I wasn't born until decades later, of course, but I envision a 22 year old Bronx boy named Hy pushing dress carts through Lower Manhattan on December 7, 1941. Some time before then, my father was actually excited about a new, potential career. He had watched a young fellow decorate one of the fancy store windows in Midtown, and thought he wanted to do that, too. Unlike me, my Dad had artistic abilities -- he could draw, and had a keen eye for the visual.
He chatted up the fellow, and learned there was a union to join -- he ought to, according to the designer, go to the union hall, pay dues, get a card, and then he would be assigned as an apprentice. After a year or so, he would be a full on designer -- and the fellow told my Dad it paid REAL well.
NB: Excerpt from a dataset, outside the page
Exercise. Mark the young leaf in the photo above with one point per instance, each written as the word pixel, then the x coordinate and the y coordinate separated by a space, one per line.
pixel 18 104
That night, at the dinner table, he told his father, in Yiddish, of his plans. My grandpa Simon, who died years before I was born, beckoned my Dad closer, and my Dad complied. Then came a zetz, or smack, to the head, and Simon reminded my Dad he had a perfectly good job at the factory where Simon was a respected pattern maker, and how dare my Dad think about doing anything else.
So, as a dutiful son, my Dad kept on schlepping the dress carts, singing as he worked, until that day...he told me it was like a movie -- the city went silent, and my Dad ran to a store front radio. FDR gave his famous address "A Day that will live in INFAMY..." and my Dad knew his draft papers would come soon. They did -- in April, and off he went --nearly 4 years in the US Army.
While he was away, my Mom gave birth to my sister, and Dad didn't meet her until she was well over a year old. But he came home, and started a life that brought me into the world at the tail end of the baby boom.
And yet WW II was central to the tale. For Wifey, too, though her parents were in Poland, and the camps. Everything that shaped who they were came from those same WW II years.
So today I think of Dad, and I thank him, and all the others. I've been lucky. I owe it to them.